By around 12PM we arrived at the gate of Etosha, excitements in the van started to grow as we were beginning (for some of us) our first-ever game drive. The first animals we encountered were zebras, followed by springboks and giraffes. As the sunset we headed back to the campsite before it closed at 4:30PM. At night we were able to visit the water hole and witnessed a lioness hunting a spring bock. After we ate delicious dinner we went to bed. It was the roughest night of my camping experiences. I woke up to lions roaring so loud that I thought they were right beside me. And then the desert decided to unleash its coldness on me. I had on two sweaters, sweat pants and earmuffs under the sleeping bag, but it was so cold I decided to put on my rain jackets and rain pants. Finally morning came and after breakfast was served we set out on our second day of adventure. And the first thing we saw was a LION! It was so beautifully laying down and enjoying the morning glow. As the sun rose we continued our safari ride where we saw wildebeests, an African wild cat, various African birds and Oryx. By afternoon we arrived at the pan. The pan was completely dry as it was the dry season. It was dried out millions of years ago leaving a layer of salt and minerals. During the wet season the pan will get covered with a thin layer of water. After several photo shoot session at the pan, we started out journey back to the campsite. And luckily we were able to see not one but three black rhino; and two were a mother and a baby rhino. To top off the day, dinner was delicious! We had pasta with squash stuffed with cream corn. It was one of the best camp dinners I’ve ever had! Mekale and I wanted to see lions at the water hole so we decided to camp out and sleep by the water hole. The sun during the day was so strong that the rock chairs were still warm even an hour after the sunset. However; as the night went on Mekale and I decided that it was too cold so we headed back to our tent.
The coming morning was sad as we had to head back to Windhoek; but we had two very good surprises. As we were leaving the Etosha Park there were two Himba ladies with their children selling jewelries for their community. We wanted to take pictures with them and of them; so in return we were asked to give support to the community. The Himba people are one of the many indigenous tribes of Namibia. They are considered the last nomadic people of Namibia and have retained their culture very well despite the influence of colonization. One of the very distinct feature of the Himba people is that they rub otjize (a red mixture of animal fat, fragrants and ochre pigments) to prevent sun burn, bug bites and to display beauty. I was very interested in experiencing this mysterious rubbing of the otjize so I asked the lady to rub the otjize into a thin strand of my hair. The lovely lady happily agreed and instead of rubbing the otjize into just a thin strand of my hair, she ended up rubbing it into my whole head and MY FACE! It was a humorous and priceless moment. Our second surprised was at the crocodile farm. We were walked through by a tour guide to learn about the farm and the crocodiles that were there. The crocodile farm really shined light on human exploit animals for not just food but handbags, wallets and things that are not essential to living.

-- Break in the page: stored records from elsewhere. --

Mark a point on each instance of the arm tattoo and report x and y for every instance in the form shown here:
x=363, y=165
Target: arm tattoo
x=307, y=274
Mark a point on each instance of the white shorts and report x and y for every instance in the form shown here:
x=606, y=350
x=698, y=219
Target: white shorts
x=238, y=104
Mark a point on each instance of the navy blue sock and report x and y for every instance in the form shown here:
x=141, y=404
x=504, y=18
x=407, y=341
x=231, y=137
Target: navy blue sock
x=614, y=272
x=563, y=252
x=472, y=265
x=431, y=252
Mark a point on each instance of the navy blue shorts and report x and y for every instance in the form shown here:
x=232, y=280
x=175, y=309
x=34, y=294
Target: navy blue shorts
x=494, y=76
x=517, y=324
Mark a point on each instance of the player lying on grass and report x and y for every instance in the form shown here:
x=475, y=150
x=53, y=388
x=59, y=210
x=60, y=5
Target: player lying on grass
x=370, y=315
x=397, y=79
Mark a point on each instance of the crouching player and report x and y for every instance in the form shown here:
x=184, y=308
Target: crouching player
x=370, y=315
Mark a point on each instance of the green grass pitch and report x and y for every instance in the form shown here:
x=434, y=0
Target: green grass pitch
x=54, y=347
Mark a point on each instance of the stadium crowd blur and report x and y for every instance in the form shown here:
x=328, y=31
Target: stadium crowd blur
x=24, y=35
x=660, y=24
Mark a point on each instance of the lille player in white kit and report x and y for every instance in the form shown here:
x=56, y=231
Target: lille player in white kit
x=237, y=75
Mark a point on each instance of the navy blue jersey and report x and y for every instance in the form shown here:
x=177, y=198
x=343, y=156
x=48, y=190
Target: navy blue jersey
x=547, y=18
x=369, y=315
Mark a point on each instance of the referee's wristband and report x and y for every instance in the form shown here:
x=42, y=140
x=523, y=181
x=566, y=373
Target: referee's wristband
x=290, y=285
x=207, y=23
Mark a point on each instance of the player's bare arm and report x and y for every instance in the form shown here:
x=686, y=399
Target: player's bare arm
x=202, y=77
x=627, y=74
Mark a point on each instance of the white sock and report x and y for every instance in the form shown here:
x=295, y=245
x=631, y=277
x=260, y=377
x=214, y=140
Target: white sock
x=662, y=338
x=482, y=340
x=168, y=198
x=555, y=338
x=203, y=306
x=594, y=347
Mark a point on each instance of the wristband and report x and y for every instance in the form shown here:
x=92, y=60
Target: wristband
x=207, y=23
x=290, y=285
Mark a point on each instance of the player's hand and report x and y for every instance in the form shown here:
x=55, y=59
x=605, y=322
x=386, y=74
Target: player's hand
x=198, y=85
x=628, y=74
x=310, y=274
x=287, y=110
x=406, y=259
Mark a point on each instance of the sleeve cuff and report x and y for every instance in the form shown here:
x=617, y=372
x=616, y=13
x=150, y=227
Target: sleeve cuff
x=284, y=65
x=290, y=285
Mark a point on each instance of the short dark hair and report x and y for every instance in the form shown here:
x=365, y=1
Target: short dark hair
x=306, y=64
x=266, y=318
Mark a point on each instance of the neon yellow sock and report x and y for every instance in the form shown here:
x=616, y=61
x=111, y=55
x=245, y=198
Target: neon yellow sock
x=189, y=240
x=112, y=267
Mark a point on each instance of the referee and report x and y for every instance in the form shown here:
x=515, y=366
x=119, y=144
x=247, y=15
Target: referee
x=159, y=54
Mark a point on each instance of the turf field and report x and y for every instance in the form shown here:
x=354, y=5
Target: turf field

For me, I guess the Etosha trip was not just a trip where I got to enjoy seeing exotic animals. It was a trip that showed me how beautiful the world we lived in is. It was unreal to think that black rhinos are on the brink of extinction because of their tusks; and elephants are hunted everywhere for not only their tusks but locked up in circuits for our entertainment. I wish that everyone could have the opportunity to witness such beauty and realize the impacts of our actions on these animals. I guess I can sign off with this statement: humans are the only animals that can express compassion through words and action, then why is it that we are responsible for so many animals’ extinction? What does that say about our priorities? Is it tusks? Is it another crocodile belt? Is it delicious exotic meat? Or does it all boil down to money? It is hard for me to understand killing of these beautiful animals to the brink of extinction when we humans are the only animal capable of compassion.